I recently me a woman who had moved here from Miami two years ago and was originally from Cuba. She went to Miami as a refugee where the Spanish community found her some work  in a high end furniture store in order to help her secure legal status there. When she started working there she spoke no english although the majority of the clients this company served were Americans who spoke no spanish. She secured landed immigrant status and did her best to learn a bit of English when she wasn’t working 16 hour days. A few years later she was recognized as the company’s top sales representative in a field of over 250 sales representatives from across America.

This woman's story reminds me of a quote from my own Mother, a post-war immigrant from Germany. “Desperation is a very good motivator. Believe me.”

Frankly, I don't think that those who are looking for “work-life-balance” stand a chance against women (and men) who are desperate + motivated.  

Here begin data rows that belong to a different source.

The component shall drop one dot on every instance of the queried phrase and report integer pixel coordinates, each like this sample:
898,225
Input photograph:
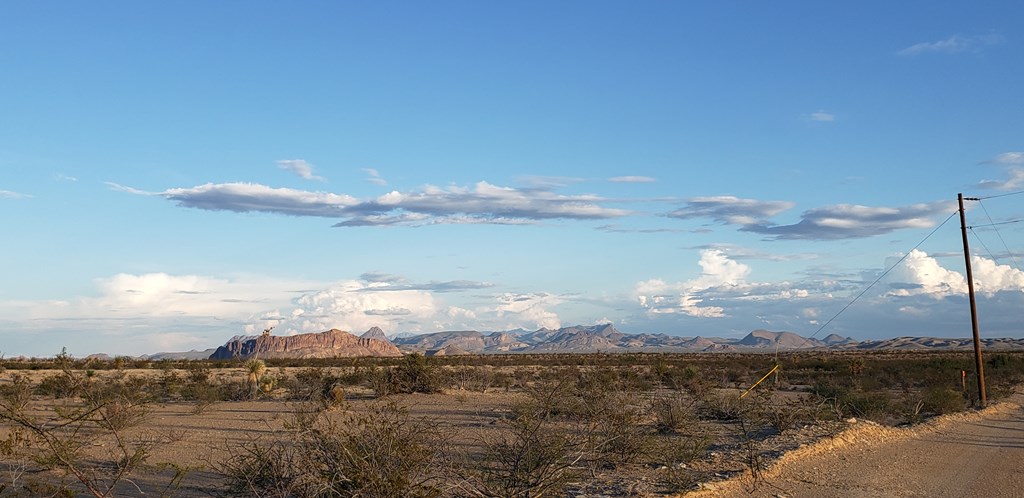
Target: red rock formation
333,343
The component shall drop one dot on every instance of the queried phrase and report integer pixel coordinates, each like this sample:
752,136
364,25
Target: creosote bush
382,453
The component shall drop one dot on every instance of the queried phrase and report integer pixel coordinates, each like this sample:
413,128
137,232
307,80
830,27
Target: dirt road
968,455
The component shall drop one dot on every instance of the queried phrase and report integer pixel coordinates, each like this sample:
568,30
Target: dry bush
675,454
672,414
382,453
59,440
532,458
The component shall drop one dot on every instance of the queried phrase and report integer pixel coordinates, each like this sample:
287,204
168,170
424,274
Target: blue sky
175,174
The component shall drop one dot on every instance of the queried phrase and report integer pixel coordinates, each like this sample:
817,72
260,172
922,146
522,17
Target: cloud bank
482,203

Changing + declining brand values


I grew up in a very religious Christian household. Sunday was a day of rest + worship. I got to wear my best cloths to church and read out of the books that helped parishioners keep the faith; the bible, the hymnals and the catechism.

Compared to other books in our home, the quality of these three spiritual reference books was far superior to the school books and storybooks that we had at home – except maybe our Encyclopedia Britannica – the forerunner of the world wide web.

Religious books were manufactured, distributed, used and cared for differently. Those differences helped make them special. And special = premium priced.

When I saw this box lid in the garbage, it reminded me of how fundamental religion was in my grandparent’s generation (1890 – 1970), how its hold on secular society was challenged and altered in my parent’s generation (1920 – 2010) and how it’s become deconstructed, devalued and commoditized in my generation (1950’s to present).

Along the way the “value” of many religious brands, and many other brands we once held dear, have changed, declined - or died.

Many mass produced products have become ubiquitous and can no longer defend a premium brand or price proposition because cheaper does not equal better.

“Everything Christian For Less” puts a whole new spin on the price + value of your relationship with God.